Interface ChatModelConfig


public interface ChatModelConfig
  • Method Details

    • modelId

      @WithDefault("ibm/granite-20b-multilingual") String modelId()
      Model id to use.

      To view the complete model list, click here.

    • decodingMethod

      @WithDefault("greedy") String decodingMethod()
      Represents the strategy used for picking the tokens during generation of the output text. During text generation when parameter value is set to greedy, each successive token corresponds to the highest probability token given the text that has already been generated. This strategy can lead to repetitive results especially for longer output sequences. The alternative sample strategy generates text by picking subsequent tokens based on the probability distribution of possible next tokens defined by (i.e., conditioned on) the already-generated text and the top_k and top_p parameters.

      Allowable values: [sample,greedy]

    • lengthPenalty

      It can be used to exponentially increase the likelihood of the text generation terminating once a specified number of tokens have been generated.
    • maxNewTokens

      @WithDefault("200") Integer maxNewTokens()
      The maximum number of new tokens to be generated. The maximum supported value for this field depends on the model being used. How the "token" is defined depends on the tokenizer and vocabulary size, which in turn depends on the model. Often the tokens are a mix of full words and sub-words. Depending on the users plan, and on the model being used, there may be an enforced maximum number of new tokens.

      Possible values: ≥ 0

    • minNewTokens

      @WithDefault("0") Integer minNewTokens()
      If stop sequences are given, they are ignored until minimum tokens are generated.

      Possible values: ≥ 0

    • randomSeed

      Optional<Integer> randomSeed()
      Random number generator seed to use in sampling mode for experimental repeatability.

      Possible values: ≥ 1

    • stopSequences

      Optional<List<String>> stopSequences()
      Stop sequences are one or more strings which will cause the text generation to stop if/when they are produced as part of the output.
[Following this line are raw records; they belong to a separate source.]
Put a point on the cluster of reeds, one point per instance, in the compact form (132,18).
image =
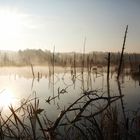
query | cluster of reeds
(77,121)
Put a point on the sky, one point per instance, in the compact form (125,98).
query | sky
(43,24)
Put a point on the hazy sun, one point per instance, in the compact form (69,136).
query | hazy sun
(10,24)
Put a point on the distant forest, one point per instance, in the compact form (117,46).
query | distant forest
(43,58)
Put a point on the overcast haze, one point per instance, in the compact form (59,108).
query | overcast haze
(65,23)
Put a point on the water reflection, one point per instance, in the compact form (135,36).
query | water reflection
(46,84)
(6,98)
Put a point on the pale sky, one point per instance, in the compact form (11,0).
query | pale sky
(42,24)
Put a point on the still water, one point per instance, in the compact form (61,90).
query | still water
(17,84)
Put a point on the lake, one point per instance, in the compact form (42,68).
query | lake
(17,83)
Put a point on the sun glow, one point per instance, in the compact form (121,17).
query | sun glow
(13,25)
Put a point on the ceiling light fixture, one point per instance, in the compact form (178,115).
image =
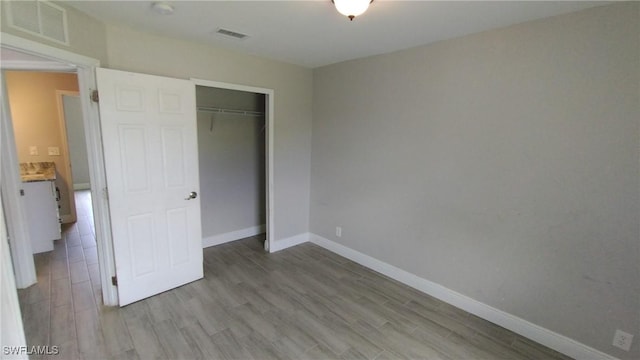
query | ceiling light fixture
(162,8)
(351,8)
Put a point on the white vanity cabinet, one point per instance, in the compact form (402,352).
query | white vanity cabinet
(42,213)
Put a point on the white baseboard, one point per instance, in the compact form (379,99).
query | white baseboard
(67,218)
(233,235)
(288,242)
(518,325)
(82,186)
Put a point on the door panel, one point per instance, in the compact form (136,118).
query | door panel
(150,148)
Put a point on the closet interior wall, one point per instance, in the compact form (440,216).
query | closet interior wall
(231,151)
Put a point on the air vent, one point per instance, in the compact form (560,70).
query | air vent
(232,34)
(40,18)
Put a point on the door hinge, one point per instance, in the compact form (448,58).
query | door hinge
(94,96)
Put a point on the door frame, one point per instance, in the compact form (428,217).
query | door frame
(269,121)
(64,141)
(84,67)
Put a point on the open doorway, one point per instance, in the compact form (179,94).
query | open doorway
(48,129)
(232,164)
(24,55)
(235,128)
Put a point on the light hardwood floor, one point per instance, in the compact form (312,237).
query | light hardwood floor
(300,303)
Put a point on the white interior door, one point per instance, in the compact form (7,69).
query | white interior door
(151,159)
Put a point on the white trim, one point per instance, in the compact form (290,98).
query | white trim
(233,235)
(15,210)
(81,186)
(289,242)
(518,325)
(11,328)
(65,154)
(87,81)
(269,122)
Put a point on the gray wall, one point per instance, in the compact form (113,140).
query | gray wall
(131,50)
(502,165)
(231,151)
(76,142)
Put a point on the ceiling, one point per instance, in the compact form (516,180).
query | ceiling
(312,33)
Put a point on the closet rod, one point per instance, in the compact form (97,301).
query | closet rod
(230,111)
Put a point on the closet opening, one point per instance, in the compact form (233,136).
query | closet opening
(232,153)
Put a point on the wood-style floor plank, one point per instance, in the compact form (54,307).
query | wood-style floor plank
(300,303)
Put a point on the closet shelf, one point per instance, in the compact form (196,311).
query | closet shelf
(230,111)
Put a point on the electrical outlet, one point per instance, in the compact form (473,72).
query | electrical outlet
(622,340)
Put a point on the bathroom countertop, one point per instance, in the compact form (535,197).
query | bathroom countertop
(38,171)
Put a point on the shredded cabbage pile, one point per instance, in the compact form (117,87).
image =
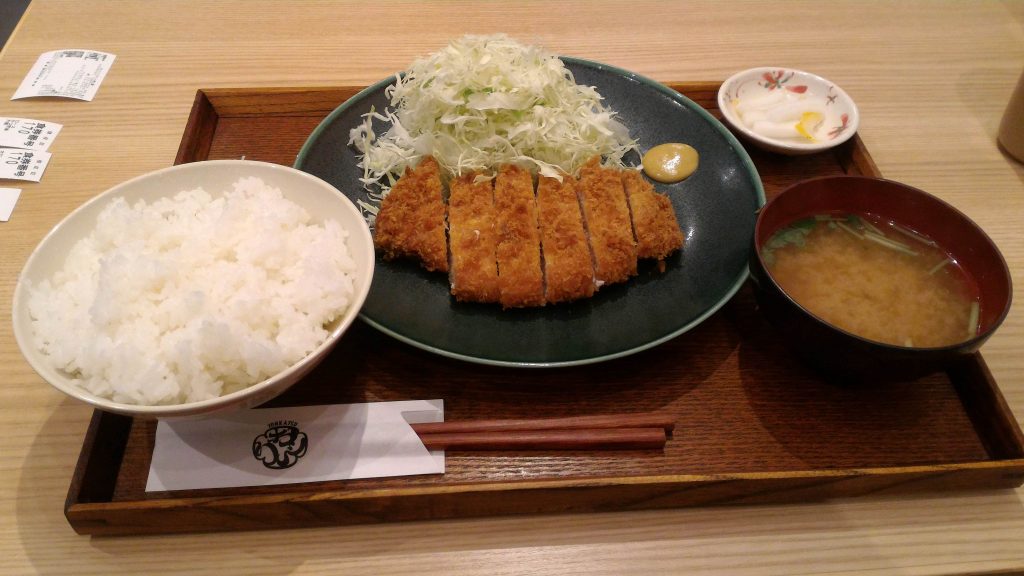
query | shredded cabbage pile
(486,100)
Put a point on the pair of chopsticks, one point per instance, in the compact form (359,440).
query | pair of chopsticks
(611,432)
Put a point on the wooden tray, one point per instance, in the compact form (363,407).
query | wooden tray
(753,425)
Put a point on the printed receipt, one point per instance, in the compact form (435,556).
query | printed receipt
(70,74)
(18,164)
(28,133)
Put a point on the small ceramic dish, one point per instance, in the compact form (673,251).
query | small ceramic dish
(787,111)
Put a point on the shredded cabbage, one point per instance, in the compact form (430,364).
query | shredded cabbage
(483,101)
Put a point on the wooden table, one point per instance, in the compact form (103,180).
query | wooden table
(931,80)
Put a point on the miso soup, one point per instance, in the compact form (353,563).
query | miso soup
(875,279)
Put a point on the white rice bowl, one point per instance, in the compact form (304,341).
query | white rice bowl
(194,288)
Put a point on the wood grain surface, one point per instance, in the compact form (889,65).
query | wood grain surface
(931,80)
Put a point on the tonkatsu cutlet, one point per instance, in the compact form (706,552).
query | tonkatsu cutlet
(568,269)
(472,239)
(519,277)
(654,221)
(411,220)
(606,216)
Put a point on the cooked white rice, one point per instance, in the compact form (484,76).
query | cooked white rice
(193,297)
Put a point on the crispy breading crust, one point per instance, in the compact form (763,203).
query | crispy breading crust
(606,216)
(519,276)
(411,221)
(568,270)
(472,239)
(654,221)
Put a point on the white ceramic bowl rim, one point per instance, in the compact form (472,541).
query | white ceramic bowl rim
(54,377)
(853,122)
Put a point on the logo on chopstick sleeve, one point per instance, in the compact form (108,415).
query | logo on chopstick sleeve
(281,446)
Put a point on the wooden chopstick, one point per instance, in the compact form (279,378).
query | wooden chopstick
(613,432)
(576,439)
(632,420)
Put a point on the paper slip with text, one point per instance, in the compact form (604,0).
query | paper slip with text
(18,164)
(70,74)
(28,133)
(269,446)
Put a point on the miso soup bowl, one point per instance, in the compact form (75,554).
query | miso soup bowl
(840,355)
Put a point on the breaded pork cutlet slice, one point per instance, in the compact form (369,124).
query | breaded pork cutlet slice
(568,269)
(654,221)
(606,216)
(411,220)
(472,240)
(520,279)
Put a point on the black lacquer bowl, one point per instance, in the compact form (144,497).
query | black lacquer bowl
(843,356)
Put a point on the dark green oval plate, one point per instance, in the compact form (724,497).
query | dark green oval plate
(716,208)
Stop sequences encountered prior to the minimum number of tokens being generated will be ignored.

      Possible values: 0 ≤ number of items ≤ 6, contains only unique items

    • temperature

      @WithDefault("1.0") Double temperature()
      A value used to modify the next-token probabilities in sampling mode. Values less than 1.0 sharpen the probability distribution, resulting in "less random" output. Values greater than 1.0 flatten the probability distribution, resulting in "more random" output. A value of 1.0 has no effect.
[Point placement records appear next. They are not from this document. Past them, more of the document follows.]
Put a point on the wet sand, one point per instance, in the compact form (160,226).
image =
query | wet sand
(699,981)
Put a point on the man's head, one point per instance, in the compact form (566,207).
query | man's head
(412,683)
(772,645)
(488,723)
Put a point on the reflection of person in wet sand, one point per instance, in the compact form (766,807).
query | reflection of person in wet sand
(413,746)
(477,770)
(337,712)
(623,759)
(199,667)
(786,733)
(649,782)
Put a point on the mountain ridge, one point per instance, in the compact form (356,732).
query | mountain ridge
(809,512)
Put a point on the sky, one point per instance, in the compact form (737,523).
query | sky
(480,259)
      Possible values: 0 ≤ value ≤ 2

    • topK

      Optional<Integer> topK()
      The number of highest probability vocabulary tokens to keep for top-k-filtering. Only applies for sampling mode. When decoding_strategy is set to sample, only the top_k most likely tokens are considered as candidates for the next generated token.

      Possible values: 1 ≤ value ≤ 100

    • topP

      Optional<Double> topP()
      Similar to top_k except the candidates to generate the next token are the most likely tokens with probabilities that add up to at least top_p. Also known as nucleus sampling. A value of 1.0 is equivalent to disabled.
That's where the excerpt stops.